FOOTBALL – L'attaquant de l'OM est de retour chez les Bleus après trois ans d’absence…A Clairefontaine, propos recueillis par Romain Baheux
Sa simple présence ramène les Bleus à une Coupe du monde 2010 qu’ils tentent à tout prix d’oublier. Absent de l’équipe de France depuis l’épisode de Knysna, André-Pierre Gignac a été rappelé par son ex-entraîneur à l’OM, Didier Deschamps, pour «occuper un registre un peu différent» de Karim Benzema ou d’Olivier Giroud. Une possibilité qu'il n'avait jamais écartée.
Attendiez-vous avec impatience ce retour en équipe de France?
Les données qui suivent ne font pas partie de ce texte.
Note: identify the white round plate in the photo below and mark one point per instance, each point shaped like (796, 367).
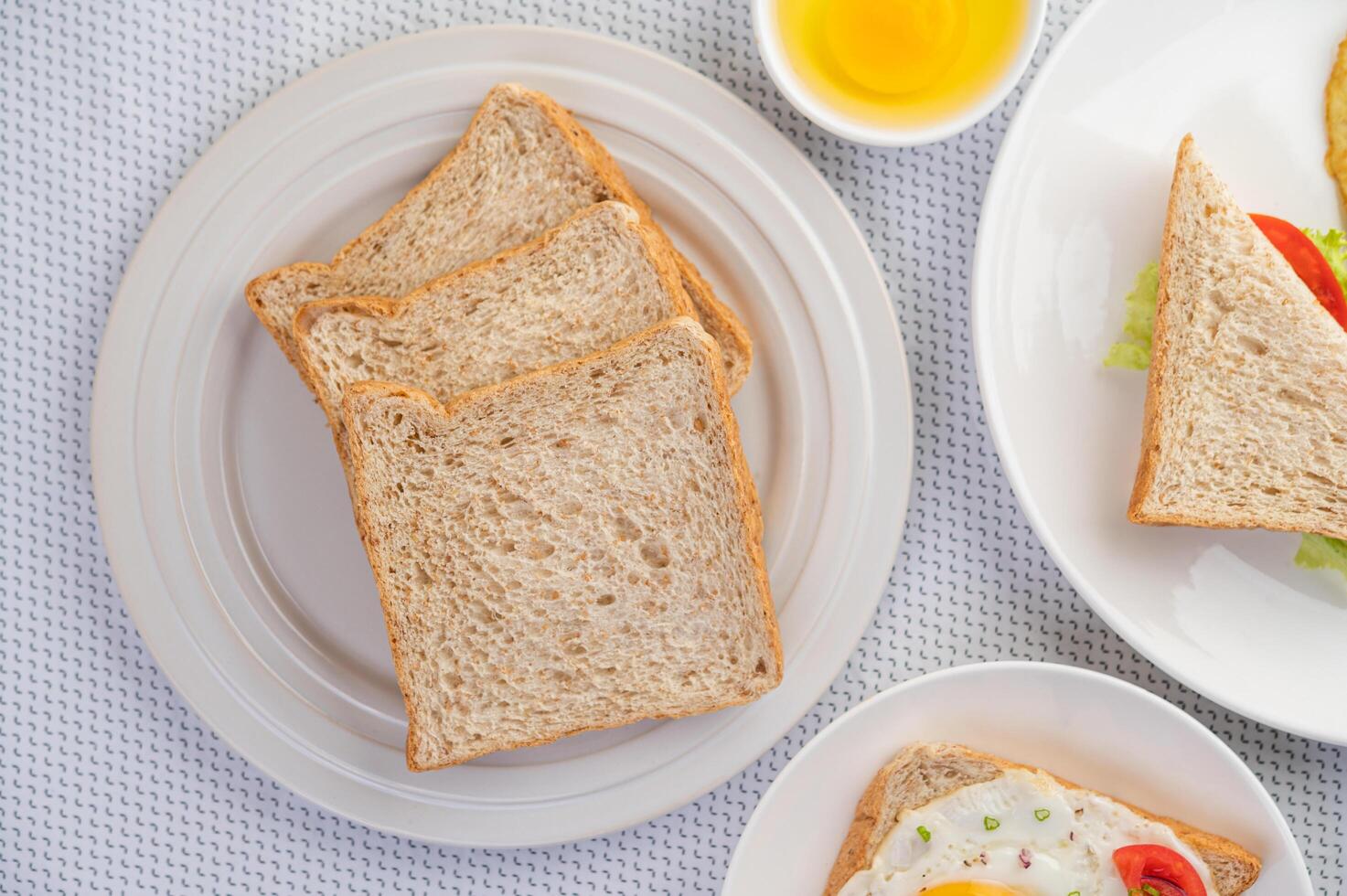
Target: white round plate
(222, 504)
(1065, 720)
(1074, 210)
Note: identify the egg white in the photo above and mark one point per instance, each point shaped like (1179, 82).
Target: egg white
(1022, 830)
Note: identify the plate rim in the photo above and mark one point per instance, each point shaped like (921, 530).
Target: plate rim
(896, 691)
(133, 557)
(991, 406)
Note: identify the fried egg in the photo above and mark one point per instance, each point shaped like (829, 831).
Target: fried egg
(1019, 834)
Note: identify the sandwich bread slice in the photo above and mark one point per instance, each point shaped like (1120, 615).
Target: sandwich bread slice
(523, 166)
(1246, 399)
(572, 549)
(594, 281)
(940, 818)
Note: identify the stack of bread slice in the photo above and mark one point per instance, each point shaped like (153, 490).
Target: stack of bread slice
(529, 391)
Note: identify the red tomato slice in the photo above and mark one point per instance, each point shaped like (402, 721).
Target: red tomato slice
(1158, 867)
(1309, 263)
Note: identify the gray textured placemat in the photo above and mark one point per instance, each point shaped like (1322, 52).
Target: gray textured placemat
(110, 783)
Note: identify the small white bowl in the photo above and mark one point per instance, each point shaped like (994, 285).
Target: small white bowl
(768, 36)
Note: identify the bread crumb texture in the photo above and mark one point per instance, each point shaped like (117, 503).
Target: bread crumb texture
(570, 550)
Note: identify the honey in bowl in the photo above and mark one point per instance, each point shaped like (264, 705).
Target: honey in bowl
(902, 62)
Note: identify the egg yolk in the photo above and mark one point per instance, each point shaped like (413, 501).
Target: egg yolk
(971, 888)
(896, 46)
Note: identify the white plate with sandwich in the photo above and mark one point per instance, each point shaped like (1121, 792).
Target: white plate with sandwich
(1242, 423)
(1008, 779)
(552, 481)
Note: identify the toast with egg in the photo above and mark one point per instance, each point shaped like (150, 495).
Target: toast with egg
(523, 166)
(925, 775)
(583, 286)
(1245, 399)
(574, 549)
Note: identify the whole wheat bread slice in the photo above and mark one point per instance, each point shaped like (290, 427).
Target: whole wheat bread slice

J’étais plus attentif aux annonces de liste depuis six mois-un an mais toujours dans un esprit de travail pour revenir à mon niveau. Je devais être à nouveau performant pour être dans les plans du sélectionneur. C’est une émotion particulière. Trois ans, ça paraît une éternité.
Pendant vos deux difficiles saisons entre 2010 et 2012, aviez-vous fait une croix sur les Bleus?
Je suis un acharné, j’ai toujours envie de prouver, je me remets en question sans cesse. Finir sur cette mauvaise note qu’est la fin de la Coupe du monde 2010, ce n’était juste pas possible pour moi.
Vous aviez rencontré des problèmes relationnels avec Didier Deschamps à Marseille. Avez-vous apaisé votre relation?
Vous aviez rencontré des problèmes relationnels avec Didier Deschamps à Marseille. Avez-vous apaisé votre relation?
Si je suis là, c’est que la hache de guerre est enterrée. Vous ne m’auriez pas revu sinon. Il y a eu ce moment critique où je n’étais pas bien dans ma tête et j’ai dit tout haut ce que je pensais tout bas. Ca s’est très bien terminé, on s’est appelés quand il a quitté l’OM.
Qu’est ce qui a changé chez vous en trois ans?
J’ai mûri, c’est un tout. Je connais mieux la Ligue 1, j’ai un peu plus d’expérience. J’ai eu deux ans où j’ai souffert terriblement. Je jouais sur le mental et mon corps ne suivait pas, il ne pouvait pas. Je ne souhaite pas ça à mon meilleur ennemi. Ces deux années m’ont fait prendre conscience que je devais plus écouter mon corps, pour être à mon meilleur niveau.
Que pouvez-vous amener aux Bleus?
Ma générosité. J’ai besoin de marquer, de créer des brèches, de tirer... C’est ce que je m’attache à faire à l’OM et que je peux apporter ici.